Мы уже говорили: благочестие всех реформаторов сопровождал страх. Благоговение перед Богом было так пронизано страхом, что любовь не могла проникать сквозь него без искажений. Любовь набожных людей, обращенная к Богу, почти не возвращалась к людям, – по меньшей мере в учениях Кальвина и Лютера. Впрочем, глупо ожидать, что Евангелие любви, которому учил Иисус, поймут в нынешнее время с его тяжелыми вытеснениями и оковами страха. Воспитание должно было сильно уменьшать любовь к Богу, ближнему и себе, и силы любви неминуемо шли на формирование навязчивых реакций в форме фантазий и символических действий (таинства). Так ортодоксия передала по наследству свой коллективный невроз, и он продолжался, пока не стал непереносимым и не привел к перевороту. Любые страсти изливали себя в символических фантазиях и догмах. Религия сосредоточилась на символах веры и застыла в интеллектуальном ригоризме[853]. Единицы могли воспринять трогательную тайну простой любви к Богу, ближнему и себе в духе Иисуса – и ощутить, что это и есть главная сила души. Кальвин не позволял религиозному страху исчезнуть, ибо все время подпитывал мрачные представления о Боге; Лютер – ибо слишком сильно направил благочестие на страх перед Последним судом и на вечные адские муки, а обязанности людей к ближним своим отошли на второй план. Ортодоксия бесконечно усилила эти опасности. Можно понять, почему многие протестанты-аристократы перешли в католичество.

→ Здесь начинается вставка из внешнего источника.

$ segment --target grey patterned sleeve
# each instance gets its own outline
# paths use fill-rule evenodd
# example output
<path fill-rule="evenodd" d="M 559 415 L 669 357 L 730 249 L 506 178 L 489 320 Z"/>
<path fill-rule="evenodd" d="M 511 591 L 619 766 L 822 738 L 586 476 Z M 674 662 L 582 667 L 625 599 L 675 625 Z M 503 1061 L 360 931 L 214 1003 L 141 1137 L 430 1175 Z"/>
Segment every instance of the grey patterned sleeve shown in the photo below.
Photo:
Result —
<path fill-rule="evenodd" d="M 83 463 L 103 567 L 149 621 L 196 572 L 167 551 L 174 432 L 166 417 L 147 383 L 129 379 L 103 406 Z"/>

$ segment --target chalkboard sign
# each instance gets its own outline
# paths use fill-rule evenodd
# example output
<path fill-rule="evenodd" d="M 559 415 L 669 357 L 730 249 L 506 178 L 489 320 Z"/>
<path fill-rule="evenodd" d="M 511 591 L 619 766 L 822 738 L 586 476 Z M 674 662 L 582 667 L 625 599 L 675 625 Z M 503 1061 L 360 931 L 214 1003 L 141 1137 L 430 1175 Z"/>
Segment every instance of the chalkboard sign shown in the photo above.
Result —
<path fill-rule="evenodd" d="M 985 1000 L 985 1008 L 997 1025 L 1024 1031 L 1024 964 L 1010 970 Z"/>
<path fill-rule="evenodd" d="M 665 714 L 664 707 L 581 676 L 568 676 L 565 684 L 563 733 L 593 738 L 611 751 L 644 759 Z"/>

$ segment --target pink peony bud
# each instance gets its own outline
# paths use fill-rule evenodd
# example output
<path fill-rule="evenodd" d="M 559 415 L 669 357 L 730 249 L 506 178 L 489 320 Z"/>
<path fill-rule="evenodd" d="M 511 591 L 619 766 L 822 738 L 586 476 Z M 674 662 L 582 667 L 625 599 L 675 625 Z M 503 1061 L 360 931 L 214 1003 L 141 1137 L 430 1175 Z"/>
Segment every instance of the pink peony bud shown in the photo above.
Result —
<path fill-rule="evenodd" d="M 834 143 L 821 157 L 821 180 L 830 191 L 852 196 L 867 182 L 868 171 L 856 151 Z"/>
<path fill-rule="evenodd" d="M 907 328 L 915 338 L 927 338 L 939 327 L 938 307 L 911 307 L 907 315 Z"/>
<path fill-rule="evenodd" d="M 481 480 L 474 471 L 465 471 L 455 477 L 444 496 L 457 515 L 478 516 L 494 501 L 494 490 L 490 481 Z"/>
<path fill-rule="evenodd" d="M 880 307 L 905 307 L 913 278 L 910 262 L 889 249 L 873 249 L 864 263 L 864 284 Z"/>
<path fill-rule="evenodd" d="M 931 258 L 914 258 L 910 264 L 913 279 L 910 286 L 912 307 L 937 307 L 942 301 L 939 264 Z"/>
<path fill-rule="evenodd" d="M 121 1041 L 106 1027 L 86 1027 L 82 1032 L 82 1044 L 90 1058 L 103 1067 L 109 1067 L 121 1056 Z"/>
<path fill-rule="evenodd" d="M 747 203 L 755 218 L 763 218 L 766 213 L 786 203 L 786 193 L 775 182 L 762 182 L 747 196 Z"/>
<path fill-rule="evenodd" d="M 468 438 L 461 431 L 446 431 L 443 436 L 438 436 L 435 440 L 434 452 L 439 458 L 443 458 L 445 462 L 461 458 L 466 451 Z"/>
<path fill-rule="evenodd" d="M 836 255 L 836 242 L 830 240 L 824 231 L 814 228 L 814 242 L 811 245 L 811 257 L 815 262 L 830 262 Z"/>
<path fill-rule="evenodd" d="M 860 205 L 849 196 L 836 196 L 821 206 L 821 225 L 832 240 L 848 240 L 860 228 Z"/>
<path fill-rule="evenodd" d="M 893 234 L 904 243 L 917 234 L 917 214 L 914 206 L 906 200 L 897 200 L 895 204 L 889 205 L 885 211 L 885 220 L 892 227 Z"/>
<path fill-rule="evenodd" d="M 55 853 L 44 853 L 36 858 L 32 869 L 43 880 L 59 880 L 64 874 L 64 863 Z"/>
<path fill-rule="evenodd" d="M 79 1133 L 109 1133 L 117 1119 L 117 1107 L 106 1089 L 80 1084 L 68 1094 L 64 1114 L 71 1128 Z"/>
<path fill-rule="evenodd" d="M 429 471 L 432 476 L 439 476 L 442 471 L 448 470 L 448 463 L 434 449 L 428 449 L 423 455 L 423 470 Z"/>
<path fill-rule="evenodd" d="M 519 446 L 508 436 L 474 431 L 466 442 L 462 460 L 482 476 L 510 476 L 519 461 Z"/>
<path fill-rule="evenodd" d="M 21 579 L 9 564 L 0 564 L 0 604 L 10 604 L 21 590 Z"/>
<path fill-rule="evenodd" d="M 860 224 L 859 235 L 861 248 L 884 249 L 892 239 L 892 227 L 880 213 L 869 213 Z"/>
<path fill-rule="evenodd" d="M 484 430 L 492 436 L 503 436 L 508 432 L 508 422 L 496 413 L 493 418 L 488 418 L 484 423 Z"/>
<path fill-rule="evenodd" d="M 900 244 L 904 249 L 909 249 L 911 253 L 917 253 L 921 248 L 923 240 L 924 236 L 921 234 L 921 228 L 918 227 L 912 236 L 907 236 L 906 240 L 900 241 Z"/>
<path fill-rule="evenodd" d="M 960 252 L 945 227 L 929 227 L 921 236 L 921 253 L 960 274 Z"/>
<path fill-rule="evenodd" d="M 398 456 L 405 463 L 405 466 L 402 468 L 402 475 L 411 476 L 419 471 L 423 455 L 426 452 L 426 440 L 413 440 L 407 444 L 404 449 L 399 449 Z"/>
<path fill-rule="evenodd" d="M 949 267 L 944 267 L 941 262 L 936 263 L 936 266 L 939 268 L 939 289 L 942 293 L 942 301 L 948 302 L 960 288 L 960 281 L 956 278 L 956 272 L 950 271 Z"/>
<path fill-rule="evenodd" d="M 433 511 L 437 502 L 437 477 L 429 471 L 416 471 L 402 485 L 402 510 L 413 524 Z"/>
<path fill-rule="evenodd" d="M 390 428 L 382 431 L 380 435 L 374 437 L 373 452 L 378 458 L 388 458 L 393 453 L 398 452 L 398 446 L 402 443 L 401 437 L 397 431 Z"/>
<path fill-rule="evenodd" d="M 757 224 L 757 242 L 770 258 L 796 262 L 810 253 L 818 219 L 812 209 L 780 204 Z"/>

Осветив проблему страха, мы увидели, что Реформация и ее печальное перетекание в ортодоксию, вопреки ее сущности, срочно нуждалась в новой реформе. Ей требовалась любовь Христова – и в вере, и в жизни. Благодаря ее разрыву с католичеством – самой могущественной системой навязчивых идей, какую только знал мир, – ее дальнейшее развитие шло намного легче.
Устранение одержимости в протестантизме. Христианская любовь
Теория страха учит, что есть две разновидности устранения компульсивных симптомов. Первая – синтетическая, при которой эрзац-удовлетворение, доставляемое симптомами, заменяется другим, более сильным. Вторая – аналитическая; она восходит к конфликту, сформировавшему навязчивую идею, и устраняет приговор «Сверх-Я». Так она достигает той точки, в которой вошло символическое эрзац-удовлетворение, принявшее нежеланный и часто болезненный путь, и находит другой, более рациональный, удовлетворительный и подходящий к требованиям реалий внешнего и особенно внутреннего мира. При создании новых путей цель – освободить любовь и все ценные силы личности, прежде скованные компульсивным симптомом. Это делается с помощью сублимаций и устремления к нравственному совершенству, а у религиозных людей – подчинения всех их сил воле Божией. Развитие может проходить спонтанно или под влиянием одного или нескольких наставников или помощников.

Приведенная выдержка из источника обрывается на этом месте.